I have been an emigrant and an immigrant. I have also been an expatriate. Twice, in fact. Both times in Japan. My first time here was spent in Tokyo where I worked for a French multinational. This, my second time around, has been dramatically different. I am what is referred to as a "trailing spouse" and a couple of years ago that term and the circumstances around our move to Osaka did not sit well with me. And I did not hesitate to say so (and other people did not hesitate to tell me that I was being something of a pill and a killjoy which was hardly helpful.)
There is some truth to that but looking back I have compassion for the woman I was. At the time I was still recovering from treatment for cancer and I was considering how to get back into the French workforce. I was nervous about being so far from my oncologist and I wondered what a few more years not working would do to my future job prospects. All very legitimate concerns. And I really have to wonder why they were not taken more seriously. I suspect that they would have been if I had been a man. Surely one of my spouse's co-workers would not have touted getting his nails done on a regular basis as one of the benefits of the expat life.
Once I got over "living in the wreckage of the future" I finally got the gumption to make something of my time here and there. The most visible accomplishment of my time here was my research which led to me getting my MA in International Migration. But there have been other less tangible benefits which I only became aware of when I realized that our time here was getting short.
Top of the list would have to be enjoying Japan. The first time I was here (in Tokyo) I was working long hours and traveling to Korea and China. There was no time for much else because I had a project to run and deadlines to meet. This time around I have had all the time in the world to travel around Japan. I have been back to Tokyo but I also visited Okinawa, Miyajima, Hiroshima, Kyoto, Nara and numerous other places in the Kansai region. I have hiked in the mountains, slept in a temple guesthouse, visited markets, wandered through many fine museums and fought my way through the crowds to see the magnificent floats at festivals. And, of course, there are the gardens which make my heart sing. At every one I took mental notes for my own little bit of earth back in Versailles.

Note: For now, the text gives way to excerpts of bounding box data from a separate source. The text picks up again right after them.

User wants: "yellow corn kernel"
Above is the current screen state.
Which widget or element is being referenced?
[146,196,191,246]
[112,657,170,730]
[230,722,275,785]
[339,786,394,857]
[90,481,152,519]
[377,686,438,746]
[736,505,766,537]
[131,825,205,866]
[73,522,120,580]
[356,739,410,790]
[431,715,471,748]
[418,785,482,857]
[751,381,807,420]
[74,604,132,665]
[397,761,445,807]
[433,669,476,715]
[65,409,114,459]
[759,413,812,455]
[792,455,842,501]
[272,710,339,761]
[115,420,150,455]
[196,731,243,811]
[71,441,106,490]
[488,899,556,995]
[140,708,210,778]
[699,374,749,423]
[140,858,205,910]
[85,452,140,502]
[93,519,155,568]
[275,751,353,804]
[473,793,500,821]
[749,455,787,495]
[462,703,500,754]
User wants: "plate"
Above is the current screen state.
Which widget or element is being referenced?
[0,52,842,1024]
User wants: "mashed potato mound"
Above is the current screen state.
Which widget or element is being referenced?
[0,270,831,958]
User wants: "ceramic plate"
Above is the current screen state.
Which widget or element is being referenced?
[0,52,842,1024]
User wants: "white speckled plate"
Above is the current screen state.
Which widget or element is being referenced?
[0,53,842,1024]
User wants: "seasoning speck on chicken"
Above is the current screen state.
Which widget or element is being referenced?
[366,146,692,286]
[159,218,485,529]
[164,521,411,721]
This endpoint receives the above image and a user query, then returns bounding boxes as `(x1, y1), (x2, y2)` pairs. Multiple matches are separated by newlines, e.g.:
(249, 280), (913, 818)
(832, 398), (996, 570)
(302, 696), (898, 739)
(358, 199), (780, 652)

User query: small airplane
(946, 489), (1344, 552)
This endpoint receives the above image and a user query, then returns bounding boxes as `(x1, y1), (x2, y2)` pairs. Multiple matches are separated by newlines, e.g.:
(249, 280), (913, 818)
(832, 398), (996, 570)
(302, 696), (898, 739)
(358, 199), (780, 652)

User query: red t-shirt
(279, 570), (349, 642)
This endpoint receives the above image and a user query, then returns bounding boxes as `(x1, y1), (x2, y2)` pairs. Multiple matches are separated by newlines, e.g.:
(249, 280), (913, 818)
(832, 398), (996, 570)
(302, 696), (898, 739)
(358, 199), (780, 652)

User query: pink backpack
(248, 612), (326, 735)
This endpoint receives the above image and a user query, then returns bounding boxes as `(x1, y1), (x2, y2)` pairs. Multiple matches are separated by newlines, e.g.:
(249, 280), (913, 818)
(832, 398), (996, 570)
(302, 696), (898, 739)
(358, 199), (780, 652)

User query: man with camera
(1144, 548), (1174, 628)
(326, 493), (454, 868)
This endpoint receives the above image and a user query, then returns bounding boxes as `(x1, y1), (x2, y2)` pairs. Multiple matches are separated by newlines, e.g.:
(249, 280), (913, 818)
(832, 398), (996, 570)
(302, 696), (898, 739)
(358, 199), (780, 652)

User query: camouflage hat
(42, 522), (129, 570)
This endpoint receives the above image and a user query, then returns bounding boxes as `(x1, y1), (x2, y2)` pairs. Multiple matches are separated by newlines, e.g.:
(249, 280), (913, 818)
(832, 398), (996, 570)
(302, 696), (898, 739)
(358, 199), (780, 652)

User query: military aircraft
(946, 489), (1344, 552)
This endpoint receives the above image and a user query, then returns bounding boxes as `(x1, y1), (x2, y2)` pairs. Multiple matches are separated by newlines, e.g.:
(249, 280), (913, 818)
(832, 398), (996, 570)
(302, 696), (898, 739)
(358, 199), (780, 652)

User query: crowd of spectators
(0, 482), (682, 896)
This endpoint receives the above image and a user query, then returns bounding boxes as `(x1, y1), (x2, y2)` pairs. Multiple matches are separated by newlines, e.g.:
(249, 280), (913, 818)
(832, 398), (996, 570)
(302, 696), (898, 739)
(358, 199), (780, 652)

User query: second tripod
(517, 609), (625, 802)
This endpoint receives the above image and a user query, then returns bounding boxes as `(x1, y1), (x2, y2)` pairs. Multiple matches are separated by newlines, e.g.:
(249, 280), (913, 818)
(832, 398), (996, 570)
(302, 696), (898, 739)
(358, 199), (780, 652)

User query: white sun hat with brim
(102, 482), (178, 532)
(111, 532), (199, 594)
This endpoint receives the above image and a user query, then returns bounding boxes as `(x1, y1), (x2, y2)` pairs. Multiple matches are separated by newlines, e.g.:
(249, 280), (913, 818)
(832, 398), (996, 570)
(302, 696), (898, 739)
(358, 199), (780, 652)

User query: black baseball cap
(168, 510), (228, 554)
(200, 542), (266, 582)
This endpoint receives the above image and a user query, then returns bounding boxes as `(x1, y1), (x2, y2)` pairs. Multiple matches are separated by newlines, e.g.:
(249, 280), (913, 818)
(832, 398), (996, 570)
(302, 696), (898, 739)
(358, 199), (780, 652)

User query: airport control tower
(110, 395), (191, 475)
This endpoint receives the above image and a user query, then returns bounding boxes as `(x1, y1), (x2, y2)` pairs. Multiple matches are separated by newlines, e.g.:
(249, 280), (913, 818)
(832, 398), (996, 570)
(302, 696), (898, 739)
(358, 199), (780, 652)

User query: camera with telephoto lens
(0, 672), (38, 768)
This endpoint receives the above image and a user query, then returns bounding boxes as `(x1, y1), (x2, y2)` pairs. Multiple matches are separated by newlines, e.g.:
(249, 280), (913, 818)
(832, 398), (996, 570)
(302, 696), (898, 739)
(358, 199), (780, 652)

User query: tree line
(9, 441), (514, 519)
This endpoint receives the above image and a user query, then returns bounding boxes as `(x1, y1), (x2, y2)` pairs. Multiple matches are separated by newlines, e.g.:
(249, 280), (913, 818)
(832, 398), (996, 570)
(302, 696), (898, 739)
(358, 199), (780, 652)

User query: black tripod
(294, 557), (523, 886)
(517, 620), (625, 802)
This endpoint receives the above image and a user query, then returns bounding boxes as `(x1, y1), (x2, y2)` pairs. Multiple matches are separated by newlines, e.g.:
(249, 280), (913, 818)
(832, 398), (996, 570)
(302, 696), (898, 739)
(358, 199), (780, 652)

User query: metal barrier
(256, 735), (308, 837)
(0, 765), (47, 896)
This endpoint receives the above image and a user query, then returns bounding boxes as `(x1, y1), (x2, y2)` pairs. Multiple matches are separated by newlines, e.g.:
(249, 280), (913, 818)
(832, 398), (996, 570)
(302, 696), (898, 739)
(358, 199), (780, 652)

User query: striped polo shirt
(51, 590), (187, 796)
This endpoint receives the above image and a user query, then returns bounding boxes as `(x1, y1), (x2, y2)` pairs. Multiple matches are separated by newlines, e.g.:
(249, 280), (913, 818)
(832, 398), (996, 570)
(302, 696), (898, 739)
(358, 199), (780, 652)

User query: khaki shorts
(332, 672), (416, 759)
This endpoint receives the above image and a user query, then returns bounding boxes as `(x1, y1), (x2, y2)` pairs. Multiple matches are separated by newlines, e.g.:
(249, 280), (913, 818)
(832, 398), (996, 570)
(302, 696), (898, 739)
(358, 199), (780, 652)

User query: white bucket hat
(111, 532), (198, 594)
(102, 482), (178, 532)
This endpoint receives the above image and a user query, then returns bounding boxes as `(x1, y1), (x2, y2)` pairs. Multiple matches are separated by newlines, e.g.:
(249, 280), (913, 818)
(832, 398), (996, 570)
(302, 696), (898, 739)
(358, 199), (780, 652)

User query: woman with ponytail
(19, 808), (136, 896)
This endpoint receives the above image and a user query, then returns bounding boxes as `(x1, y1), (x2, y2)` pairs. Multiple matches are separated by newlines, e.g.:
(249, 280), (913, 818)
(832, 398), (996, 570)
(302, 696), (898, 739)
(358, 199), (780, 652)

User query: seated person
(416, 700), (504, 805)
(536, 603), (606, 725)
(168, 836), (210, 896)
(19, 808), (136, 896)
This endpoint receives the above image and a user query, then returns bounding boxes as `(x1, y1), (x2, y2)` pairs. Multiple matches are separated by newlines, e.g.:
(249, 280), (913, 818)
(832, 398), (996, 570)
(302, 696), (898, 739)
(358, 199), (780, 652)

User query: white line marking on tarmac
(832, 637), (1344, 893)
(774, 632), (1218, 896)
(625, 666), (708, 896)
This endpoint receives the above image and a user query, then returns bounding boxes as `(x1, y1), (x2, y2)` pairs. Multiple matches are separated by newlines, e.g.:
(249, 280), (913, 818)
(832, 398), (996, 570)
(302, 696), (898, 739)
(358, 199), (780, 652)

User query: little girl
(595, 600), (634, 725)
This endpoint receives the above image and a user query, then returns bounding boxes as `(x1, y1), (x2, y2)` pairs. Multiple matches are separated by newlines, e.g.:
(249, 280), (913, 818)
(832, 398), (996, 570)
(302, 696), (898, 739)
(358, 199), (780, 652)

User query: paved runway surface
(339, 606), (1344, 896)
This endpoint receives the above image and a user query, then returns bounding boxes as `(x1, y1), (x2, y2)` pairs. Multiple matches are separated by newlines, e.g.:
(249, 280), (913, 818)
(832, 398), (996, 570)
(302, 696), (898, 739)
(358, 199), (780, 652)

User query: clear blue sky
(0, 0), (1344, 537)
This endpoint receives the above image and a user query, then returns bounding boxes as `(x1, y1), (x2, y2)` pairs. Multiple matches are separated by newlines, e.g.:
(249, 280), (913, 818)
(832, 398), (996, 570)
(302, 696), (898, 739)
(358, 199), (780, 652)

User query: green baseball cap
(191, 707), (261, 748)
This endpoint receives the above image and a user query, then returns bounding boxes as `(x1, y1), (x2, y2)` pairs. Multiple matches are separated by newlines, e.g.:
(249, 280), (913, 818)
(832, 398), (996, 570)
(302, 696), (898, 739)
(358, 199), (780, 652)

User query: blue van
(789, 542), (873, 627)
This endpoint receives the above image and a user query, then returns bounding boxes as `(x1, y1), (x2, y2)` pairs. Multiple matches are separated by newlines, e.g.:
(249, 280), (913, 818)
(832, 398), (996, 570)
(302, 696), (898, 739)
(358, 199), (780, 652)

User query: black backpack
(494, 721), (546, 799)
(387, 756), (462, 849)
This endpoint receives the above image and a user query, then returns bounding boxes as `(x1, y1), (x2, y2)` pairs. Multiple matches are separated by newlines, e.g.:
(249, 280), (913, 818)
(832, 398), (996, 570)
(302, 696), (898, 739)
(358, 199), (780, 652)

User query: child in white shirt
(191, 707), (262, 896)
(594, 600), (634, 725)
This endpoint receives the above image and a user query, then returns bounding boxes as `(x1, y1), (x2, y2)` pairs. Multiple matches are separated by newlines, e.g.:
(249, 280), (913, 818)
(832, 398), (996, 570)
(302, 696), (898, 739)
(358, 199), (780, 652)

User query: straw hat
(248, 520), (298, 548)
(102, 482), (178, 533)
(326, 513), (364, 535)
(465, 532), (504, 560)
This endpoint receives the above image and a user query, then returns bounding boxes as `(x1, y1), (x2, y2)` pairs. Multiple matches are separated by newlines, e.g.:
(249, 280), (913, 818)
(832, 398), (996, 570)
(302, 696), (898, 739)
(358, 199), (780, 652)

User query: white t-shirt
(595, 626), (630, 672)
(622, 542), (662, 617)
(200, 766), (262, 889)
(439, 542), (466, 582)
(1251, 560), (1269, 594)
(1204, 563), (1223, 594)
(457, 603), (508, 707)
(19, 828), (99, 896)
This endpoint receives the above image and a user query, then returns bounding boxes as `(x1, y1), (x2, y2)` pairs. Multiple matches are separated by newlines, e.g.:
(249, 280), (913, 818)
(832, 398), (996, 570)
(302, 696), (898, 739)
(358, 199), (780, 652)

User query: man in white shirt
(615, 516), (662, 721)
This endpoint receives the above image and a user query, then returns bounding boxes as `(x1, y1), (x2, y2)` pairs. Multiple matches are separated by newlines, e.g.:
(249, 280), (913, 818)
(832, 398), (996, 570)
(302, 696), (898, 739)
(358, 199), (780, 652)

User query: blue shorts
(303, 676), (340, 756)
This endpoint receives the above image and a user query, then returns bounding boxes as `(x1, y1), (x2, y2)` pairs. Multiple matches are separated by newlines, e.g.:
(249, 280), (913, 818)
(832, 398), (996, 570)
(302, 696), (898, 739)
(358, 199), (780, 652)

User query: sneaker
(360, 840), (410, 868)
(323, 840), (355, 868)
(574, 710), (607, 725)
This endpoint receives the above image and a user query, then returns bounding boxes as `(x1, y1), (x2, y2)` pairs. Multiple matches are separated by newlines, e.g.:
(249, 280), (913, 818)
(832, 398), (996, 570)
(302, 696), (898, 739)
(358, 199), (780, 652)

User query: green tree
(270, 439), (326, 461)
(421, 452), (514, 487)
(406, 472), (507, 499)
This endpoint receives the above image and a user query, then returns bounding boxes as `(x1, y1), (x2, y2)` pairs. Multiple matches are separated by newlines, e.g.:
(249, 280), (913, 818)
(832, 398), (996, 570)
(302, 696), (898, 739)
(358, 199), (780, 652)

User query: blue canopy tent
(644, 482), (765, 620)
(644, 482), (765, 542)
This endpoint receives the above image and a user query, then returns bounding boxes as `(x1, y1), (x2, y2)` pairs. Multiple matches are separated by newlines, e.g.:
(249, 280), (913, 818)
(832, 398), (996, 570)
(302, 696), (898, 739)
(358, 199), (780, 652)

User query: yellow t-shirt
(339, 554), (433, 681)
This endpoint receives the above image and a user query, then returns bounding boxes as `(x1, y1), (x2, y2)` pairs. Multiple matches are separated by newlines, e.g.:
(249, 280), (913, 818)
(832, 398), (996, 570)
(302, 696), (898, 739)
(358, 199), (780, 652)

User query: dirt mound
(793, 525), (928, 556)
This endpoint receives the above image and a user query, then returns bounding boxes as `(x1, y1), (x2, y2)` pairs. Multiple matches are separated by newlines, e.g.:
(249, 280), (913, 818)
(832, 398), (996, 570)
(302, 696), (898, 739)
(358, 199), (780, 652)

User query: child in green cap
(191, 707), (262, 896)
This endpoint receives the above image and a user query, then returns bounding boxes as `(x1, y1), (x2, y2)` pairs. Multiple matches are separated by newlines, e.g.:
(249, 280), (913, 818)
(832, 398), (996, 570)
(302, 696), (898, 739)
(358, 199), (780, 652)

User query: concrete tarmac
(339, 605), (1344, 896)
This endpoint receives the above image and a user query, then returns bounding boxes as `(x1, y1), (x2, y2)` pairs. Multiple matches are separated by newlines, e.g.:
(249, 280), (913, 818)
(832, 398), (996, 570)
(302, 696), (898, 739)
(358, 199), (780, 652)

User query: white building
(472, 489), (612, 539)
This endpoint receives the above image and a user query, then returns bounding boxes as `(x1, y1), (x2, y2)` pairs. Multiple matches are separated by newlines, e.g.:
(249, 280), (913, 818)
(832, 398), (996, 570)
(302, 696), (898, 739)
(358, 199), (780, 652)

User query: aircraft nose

Tourism? Absolutely. And the very best kind to boot because there was no rush, no plane to catch in a week. Unable to see everything in one trip? No matter because there was always time to return. I've been to Nara at least four times and each visit was a revelation though there was some continuity because I always stay at the Nara Hotel which is, hands down, the finest hotel I've ever stayed in.
|Nara Hotel, Kyoto|
No one ever asks if I work (or insinuates that I should be working), there are no tense interviews with the public administration, no struggles to fit in because I don't need to fit in here except in the most superficial way. With only a few very rare exceptions people are civil and pleasant. And if they are bothered by my inability to communicate in Japanese, the only sign that they care one whit is the real pleasure and surprise on their faces when the younger Frenchling steps up and starts translating.
Integration where I actually live is something else. It is indispensable because I have to meet certain expectations in order to get a job, have friends, be on good terms with my neighbors, go to mass and confession, enjoy a dinner party, read contracts, deal with civil servants and so many other things big and small. This is the pebble in my shoe and I am subtly reminded of it every hour of every day in France.
Granted it's a very very small pebble these days because, well, time has ground it down to next to nothing. And I would never have noticed, I think, that it was still there if I hadn't remarked on its complete absence here in Japan. So it has been something of a relief to be in a place where expectations are low, low, low given my status as a short-timer. Never has my own insignificance felt so good.
Just a few more months and this vessel will sail once again (Air France will do the navigating): one small unimportant craft in a sea of over 200 million migrants in the world today. Looking forward to being back full-time in my first country, the country of my heart (that darn pebble be damned). Japan has served its purpose and home is just over the horizon. Vive la France!